QMI / Manifestation des cols bleus en septembre 2009.

Grève tournante

Les cols bleus portent plainte

Mise à jour : 08/02/2010 15h10
 

Le conflit entre les cols bleus montréalais et l’administration municipale sera porté au Conseil des services essentiels.

Le syndicat des employés municipaux, qui est affilié au SCFP, a déposé une plainte au Conseil, accusant l’administration Tremblay d’utiliser abusivement des employés manuels pendant les journées de débrayage.

Selon le syndicat, Montréal affecterait des employés en grève à des équipes «en attente», sans tâche immédiate à accomplir. «C'est tout à fait à l'encontre des règles des services essentiels, a expliqué leur représentant Michel Parent. S'il y a une urgence, une grande accumulation de neige, ou un événement qui met en danger la sécurité du public, on va être à l'ouvrage. Mais attendre dans un garage pendant qu'on est en grève, non.» Ce procédé aurait été utilisé dans les arrondissements Hochelaga-Maisonneuve et Sud-Ouest.

La Ville n’a pas tardé à réagir. Selon le directeur des relations professionnelles de la Ville de Montréal, Jean-Yves Hinse, la démarche du syndicat est abusive et surprenante.

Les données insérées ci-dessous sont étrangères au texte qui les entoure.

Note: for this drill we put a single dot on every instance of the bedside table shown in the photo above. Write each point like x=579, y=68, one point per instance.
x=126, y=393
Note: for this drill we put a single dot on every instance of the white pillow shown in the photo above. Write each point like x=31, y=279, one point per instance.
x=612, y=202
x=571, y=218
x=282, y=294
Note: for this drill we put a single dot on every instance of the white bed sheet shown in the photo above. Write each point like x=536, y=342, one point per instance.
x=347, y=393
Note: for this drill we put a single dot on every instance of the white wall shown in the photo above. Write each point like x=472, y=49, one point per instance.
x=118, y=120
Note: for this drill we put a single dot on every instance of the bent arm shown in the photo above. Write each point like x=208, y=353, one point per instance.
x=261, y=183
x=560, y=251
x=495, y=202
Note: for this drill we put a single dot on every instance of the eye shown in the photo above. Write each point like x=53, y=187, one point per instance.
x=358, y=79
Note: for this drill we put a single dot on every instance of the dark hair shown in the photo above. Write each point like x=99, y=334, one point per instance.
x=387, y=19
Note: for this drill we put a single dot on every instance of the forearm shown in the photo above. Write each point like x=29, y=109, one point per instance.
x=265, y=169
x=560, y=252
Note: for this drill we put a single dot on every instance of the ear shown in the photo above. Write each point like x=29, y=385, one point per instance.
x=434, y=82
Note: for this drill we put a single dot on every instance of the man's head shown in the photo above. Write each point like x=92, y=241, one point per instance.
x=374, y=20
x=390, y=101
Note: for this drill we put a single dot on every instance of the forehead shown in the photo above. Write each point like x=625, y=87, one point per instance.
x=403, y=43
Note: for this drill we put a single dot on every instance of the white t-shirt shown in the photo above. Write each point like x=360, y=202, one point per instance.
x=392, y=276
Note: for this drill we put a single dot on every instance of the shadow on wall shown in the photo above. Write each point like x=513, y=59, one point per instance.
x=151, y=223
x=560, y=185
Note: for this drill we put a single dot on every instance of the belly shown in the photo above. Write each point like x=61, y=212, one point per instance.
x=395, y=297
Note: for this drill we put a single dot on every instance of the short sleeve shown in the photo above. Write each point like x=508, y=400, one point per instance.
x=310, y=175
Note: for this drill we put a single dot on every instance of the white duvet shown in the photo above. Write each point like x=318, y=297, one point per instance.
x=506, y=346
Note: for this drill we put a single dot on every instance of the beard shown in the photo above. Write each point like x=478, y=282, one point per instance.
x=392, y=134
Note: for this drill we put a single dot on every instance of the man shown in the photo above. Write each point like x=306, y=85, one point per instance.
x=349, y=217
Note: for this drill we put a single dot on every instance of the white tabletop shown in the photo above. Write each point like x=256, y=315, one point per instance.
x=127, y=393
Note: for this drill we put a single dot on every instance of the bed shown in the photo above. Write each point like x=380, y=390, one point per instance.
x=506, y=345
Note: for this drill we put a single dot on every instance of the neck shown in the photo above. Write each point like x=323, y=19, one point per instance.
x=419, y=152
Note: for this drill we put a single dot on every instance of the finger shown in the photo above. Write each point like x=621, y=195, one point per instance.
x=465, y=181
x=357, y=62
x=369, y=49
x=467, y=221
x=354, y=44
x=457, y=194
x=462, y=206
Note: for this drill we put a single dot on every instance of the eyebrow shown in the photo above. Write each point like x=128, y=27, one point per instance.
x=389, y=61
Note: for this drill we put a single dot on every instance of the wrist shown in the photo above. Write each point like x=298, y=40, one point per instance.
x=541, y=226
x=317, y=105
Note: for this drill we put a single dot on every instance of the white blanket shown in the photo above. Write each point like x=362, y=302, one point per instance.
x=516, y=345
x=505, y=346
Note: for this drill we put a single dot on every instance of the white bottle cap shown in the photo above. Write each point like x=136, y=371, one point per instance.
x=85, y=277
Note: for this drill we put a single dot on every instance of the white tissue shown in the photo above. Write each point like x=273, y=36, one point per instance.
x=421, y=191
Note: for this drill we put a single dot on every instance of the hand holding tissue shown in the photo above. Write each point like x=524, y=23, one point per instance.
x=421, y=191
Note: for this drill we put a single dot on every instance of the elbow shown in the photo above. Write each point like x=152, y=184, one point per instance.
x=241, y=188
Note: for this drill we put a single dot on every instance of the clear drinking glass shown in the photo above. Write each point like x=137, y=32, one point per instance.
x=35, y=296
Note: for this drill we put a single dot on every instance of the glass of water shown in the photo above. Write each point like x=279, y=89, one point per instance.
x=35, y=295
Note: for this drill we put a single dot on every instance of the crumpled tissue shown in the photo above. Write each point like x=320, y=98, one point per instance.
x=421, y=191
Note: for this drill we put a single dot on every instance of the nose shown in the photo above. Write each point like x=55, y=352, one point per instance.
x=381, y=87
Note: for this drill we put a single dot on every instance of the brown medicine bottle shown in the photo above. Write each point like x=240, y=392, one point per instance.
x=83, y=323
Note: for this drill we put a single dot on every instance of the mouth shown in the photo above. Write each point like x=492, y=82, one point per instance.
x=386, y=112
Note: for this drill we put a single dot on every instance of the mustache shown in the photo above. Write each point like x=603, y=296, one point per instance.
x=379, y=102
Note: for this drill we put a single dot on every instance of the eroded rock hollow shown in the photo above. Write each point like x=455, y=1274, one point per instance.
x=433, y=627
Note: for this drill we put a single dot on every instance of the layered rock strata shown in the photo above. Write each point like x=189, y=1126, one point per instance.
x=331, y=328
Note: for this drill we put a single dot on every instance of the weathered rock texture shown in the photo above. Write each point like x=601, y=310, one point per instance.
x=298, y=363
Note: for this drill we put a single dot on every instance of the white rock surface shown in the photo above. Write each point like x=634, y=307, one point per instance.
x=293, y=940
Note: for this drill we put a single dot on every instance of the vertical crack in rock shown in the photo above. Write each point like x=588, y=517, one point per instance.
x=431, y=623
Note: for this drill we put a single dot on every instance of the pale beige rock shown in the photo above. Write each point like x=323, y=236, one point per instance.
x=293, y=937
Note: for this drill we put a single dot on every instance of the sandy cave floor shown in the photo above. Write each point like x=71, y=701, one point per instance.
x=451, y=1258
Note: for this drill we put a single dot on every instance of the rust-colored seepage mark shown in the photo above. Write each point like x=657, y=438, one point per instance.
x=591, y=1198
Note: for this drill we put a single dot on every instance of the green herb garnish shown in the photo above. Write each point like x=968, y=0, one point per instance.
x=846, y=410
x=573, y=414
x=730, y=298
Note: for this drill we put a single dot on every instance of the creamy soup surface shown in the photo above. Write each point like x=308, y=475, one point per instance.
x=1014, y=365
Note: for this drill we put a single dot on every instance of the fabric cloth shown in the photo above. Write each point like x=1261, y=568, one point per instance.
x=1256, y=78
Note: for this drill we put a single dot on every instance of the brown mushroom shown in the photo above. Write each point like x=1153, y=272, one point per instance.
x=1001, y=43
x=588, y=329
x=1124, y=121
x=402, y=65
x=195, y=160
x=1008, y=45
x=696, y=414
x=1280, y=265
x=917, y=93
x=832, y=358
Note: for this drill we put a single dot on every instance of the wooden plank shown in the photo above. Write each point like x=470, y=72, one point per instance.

Les gestes qui sont reprochés auraient en effet été l’objet d’une entente entre les deux parties il y a deux semaines.

Les employés auraient été appelés au travail en raison de la température. «La Ville a pris ses responsabilités pour assurer la santé ou la sécurité des citoyens avec l'épandage d'abrasif, a-t-il expliqué. Si ce n’était plus nécessaire au moment où les employés sont rentrés, à ce moment-là, qu'on ne nous reproche pas d'avoir des employés qu'on paye».

Il reste encore 25 jours aux 40 journées de grève rotative prévues par les cols bleus de la métropole. Ceux-ci débraient arrondissement par arrondissement, de façon à ne pas paralyser le fonctionnement de la ville tout entière. Il s’agit du plus grand débrayage du syndicat depuis 1991. Les négociations avec l’administration Tremblay sont toujours dans une impasse. Les principaux points litigieux seraient le maintien des emplois en cours et le recours à la sous-traitance.